Most of this information we don't care about except for the line stating the file count. We want to isolate this line so that we can use the FOR command to parse it. To do this we pipe the output of the DIR into the FIND command. The FIND is setup to only return lines that have the text “File(s)” in them. This line of text is returned and the FOR command parses it. Because we're using the FOR command with “tokens=1” we're saying that after the FOR command parses the line, which by default is by whitespaces, we only want the first token found. That token will be the number of files. So now when the FOR command runs the command (set fileCount=%%A) it's setting fileCount to the number of files found in the directory. We have our file count in a variable and ready to use!

Ah, but there's a catch. There's always a catch. Sadly when you do a DIR on something specific, like “dir *.doc” and there are no DOCs present it doesn't simply return “0 File(s)”, but the message “File Not Found” which isn't really useful for what we're trying to accomplish. We need some error handling.

C:\TechBlog>dir *.doc
 Volume in drive C has no label.
 Volume Serial Number is A48F-FE2B

 Directory of C:\TechBlog

File Not Found

This is where the “echo 0” comes in.

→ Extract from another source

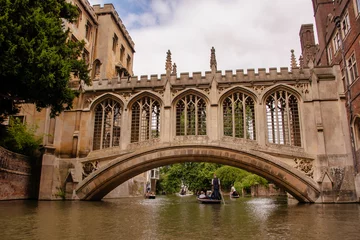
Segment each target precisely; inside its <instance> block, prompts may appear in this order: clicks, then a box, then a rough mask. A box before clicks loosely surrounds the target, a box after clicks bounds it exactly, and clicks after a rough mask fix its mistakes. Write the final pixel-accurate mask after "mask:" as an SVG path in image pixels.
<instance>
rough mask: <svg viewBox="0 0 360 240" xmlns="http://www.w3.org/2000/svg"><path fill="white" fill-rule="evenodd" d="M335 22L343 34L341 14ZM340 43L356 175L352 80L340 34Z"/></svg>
mask: <svg viewBox="0 0 360 240" xmlns="http://www.w3.org/2000/svg"><path fill="white" fill-rule="evenodd" d="M334 23H335V26H336V28H337V29H338V31H339V34H341V19H340V17H339V16H336V17H335V18H334ZM340 44H341V57H342V62H343V67H344V68H343V70H344V72H345V85H346V93H347V94H346V98H347V105H348V107H349V115H350V117H349V131H350V141H351V154H352V158H353V162H354V168H355V169H354V174H355V175H356V174H357V172H358V169H357V160H356V151H355V139H354V131H353V126H352V120H353V107H352V103H351V91H350V82H349V76H348V71H347V66H346V61H345V47H344V42H343V40H342V38H341V35H340Z"/></svg>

Going back to the original full command, when DIR doesn't pipe any text into FIND that contains “File(s)”, the FIND command returns a failed (non-zero) exit code. Adding “||” to the end of a command means only run the following command if the previous has failed. Since FIND has failed, the “echo 0” command is ran returning the text “0” which FOR then parse. This then resolves our “File Not Found” scenario and we're good to go!

Do you know of another single line command/command chain to determine the number of files in a path? If so, share it! I'd love to see how others have accomplished this.